Eutetramorium is a small genus of ants within the subfamily Myrmicinae. To date it contains three species found in Madagascar and Comoros.

==Species==
- Eutetramorium mocquerysi Emery 1899 – Madagascar
- Eutetramorium monticellii Emery 1899 – Comoros
- Eutetramorium parvum Bolton & Fisher, 2014 – Madagascar

==Description==
The queen is extremely ergatoid in E. mocquerysi, alate in E. monticellii. In E. parvum a normal dealate queen is present in the type-series, but there is also a specimen that may be an ergatoid or a worker-queen intercaste, or possibly merely an oversized worker. Males are known only for E. mocquerysi, where it is smaller than conspecific workers.

==Taxonomy==
This small genus was established by Emery (1899) for two conspicuous, large, darkly coloured Madagascan species that superficially resemble Tetramorium.
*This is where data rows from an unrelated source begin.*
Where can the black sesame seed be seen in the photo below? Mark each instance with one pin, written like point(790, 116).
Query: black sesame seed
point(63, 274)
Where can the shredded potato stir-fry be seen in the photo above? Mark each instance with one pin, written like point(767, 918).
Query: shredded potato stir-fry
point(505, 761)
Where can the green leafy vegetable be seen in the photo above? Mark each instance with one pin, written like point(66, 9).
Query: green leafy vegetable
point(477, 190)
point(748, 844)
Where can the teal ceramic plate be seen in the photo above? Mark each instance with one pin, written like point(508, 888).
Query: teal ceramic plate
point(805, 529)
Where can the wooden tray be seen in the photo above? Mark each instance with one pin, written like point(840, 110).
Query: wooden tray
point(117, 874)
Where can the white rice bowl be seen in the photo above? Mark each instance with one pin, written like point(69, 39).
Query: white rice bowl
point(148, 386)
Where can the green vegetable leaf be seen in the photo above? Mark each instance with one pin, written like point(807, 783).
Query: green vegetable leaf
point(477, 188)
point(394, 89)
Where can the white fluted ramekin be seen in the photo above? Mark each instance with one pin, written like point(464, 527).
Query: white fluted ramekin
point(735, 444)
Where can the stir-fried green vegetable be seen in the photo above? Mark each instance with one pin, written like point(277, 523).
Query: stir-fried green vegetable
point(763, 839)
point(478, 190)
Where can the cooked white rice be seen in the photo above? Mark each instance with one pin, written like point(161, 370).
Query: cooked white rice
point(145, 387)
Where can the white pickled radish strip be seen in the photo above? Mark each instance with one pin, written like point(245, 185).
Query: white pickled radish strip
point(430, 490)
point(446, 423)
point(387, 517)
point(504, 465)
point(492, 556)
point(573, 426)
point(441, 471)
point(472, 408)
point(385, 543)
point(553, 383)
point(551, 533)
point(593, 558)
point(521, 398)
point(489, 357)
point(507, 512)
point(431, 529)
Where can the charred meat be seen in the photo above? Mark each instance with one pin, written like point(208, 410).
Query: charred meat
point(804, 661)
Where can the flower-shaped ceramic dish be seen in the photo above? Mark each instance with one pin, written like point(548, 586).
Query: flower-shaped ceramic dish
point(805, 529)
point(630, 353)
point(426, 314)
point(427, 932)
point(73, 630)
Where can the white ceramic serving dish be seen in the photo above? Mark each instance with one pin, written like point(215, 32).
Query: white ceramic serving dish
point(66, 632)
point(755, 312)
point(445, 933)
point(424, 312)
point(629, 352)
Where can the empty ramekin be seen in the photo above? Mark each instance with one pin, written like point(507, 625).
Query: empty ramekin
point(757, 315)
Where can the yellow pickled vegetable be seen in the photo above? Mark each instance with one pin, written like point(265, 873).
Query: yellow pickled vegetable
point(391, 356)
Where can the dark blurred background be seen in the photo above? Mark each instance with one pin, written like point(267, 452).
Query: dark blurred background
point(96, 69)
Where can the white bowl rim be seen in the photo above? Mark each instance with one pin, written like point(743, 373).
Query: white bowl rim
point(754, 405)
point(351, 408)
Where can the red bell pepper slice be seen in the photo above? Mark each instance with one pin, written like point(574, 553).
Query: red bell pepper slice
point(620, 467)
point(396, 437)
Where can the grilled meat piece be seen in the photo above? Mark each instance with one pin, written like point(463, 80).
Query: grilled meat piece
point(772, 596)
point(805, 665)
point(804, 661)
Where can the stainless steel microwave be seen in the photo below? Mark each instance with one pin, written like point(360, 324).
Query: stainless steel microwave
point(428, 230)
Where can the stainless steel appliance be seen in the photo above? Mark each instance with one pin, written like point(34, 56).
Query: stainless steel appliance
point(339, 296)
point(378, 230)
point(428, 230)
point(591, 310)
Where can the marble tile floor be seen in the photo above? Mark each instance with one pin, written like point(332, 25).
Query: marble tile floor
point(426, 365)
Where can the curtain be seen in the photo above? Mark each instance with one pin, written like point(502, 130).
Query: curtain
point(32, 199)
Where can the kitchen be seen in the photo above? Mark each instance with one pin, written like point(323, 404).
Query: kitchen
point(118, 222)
Initially, Emery (1912, 1914) was of the opinion that the genus was referable to the tribe Myrmecinini, but Ashmead (1905) and Wheeler (1910) had already referred it to Tetramoriini, an opinion that Emery (1915, 1924) also came to accept. Bolton (1976) excluded Eutetramorium from Tetramoriini on morphological grounds, and tentatively transferred it to Myrmicini. This placement persisted until recently, when a molecular analysis of Myrmicini by Jansen & Savolainen (2010) showed that the monophyly of the tribe was dubious, and that Eutetramorium formed a clade with Huberia. The yet unpublished, more detailed, DNA analysis of Myrmicinae by Philip S. Ward has established that Eutetramorium belongs in a strongly supported, endemic Madagascan clade that also includes the other four genera: Malagidris, Myrmisaraka, Royidris and Vitsika.